2. It temporarily stops not just foreclosures by your mortgage company, but also by other creditors. This includes foreclosures for unpaid property taxes, homeowner assessments, or judgment lien creditors.
3. Prevents, at least briefly, most kinds of liens from attaching to your house, such as income tax liens, or judgment liens by creditors who have sued you and have not yet gotten a judgment.
So if you have a pending sale of a house which has less equity than your allowed homestead exemption, and need to buy enough time to close the sale before the foreclosure or before a new lien eats into your equity, and need to file some kind of bankruptcy to deal with your debts, filing Chapter 7 may be your best option.
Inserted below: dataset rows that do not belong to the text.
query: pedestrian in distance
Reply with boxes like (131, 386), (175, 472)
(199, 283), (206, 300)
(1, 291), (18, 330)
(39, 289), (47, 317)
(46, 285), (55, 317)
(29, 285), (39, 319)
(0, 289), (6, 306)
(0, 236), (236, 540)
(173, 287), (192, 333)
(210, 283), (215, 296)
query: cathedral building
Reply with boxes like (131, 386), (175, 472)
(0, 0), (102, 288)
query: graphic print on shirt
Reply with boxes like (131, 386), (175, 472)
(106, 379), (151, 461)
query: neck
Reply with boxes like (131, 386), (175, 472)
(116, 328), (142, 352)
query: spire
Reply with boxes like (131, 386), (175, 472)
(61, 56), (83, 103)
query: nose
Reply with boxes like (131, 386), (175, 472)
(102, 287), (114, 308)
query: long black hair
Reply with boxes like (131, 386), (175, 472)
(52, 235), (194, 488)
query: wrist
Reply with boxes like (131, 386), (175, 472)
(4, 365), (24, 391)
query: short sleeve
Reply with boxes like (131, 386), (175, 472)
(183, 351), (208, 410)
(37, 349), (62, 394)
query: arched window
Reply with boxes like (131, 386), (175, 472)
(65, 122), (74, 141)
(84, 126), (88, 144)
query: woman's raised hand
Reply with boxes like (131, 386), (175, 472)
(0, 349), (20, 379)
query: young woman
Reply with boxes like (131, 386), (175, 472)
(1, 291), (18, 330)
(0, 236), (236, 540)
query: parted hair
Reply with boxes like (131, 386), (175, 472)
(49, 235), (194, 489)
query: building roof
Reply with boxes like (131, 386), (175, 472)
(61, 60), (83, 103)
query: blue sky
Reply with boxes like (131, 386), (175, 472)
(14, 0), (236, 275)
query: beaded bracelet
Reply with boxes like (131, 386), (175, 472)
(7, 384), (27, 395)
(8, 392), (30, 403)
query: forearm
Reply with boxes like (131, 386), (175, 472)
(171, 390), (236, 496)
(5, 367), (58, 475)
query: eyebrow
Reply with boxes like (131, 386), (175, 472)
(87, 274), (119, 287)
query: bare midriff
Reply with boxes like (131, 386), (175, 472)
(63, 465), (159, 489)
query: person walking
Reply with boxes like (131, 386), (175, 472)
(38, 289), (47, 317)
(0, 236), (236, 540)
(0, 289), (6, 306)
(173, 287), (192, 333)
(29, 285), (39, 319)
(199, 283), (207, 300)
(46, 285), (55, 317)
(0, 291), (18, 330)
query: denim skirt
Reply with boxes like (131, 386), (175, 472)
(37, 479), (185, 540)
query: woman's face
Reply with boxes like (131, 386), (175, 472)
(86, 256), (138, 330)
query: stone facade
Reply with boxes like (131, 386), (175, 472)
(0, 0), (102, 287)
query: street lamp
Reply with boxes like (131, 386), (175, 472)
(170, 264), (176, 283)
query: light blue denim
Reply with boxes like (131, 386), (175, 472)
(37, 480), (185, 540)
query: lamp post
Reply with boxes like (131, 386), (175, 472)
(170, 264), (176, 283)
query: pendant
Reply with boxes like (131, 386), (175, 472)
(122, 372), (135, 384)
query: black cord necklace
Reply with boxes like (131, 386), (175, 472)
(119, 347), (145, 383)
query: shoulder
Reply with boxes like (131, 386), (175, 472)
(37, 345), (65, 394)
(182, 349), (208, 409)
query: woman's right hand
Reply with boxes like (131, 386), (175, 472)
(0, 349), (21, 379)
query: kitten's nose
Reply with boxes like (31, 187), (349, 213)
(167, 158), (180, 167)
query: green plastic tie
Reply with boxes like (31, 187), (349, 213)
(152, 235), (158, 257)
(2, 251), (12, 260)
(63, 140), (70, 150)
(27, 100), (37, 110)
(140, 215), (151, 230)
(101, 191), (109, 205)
Or if you have resigned to losing your house but need to postpone the foreclosure to give you time to save money for rental and moving costs, again Chapter 7 could well be the best tool for you.
Because the amount of time a Chapter 7 will gain for you depends a great deal on the facts of your case, the anticipated actions of your creditors, and sometimes the behavior of your Chapter 7 trustee, be sure to discuss this thoroughly with your bankruptcy attorney. Find out if the comparatively modest help a straight bankruptcy provides is enough help for you.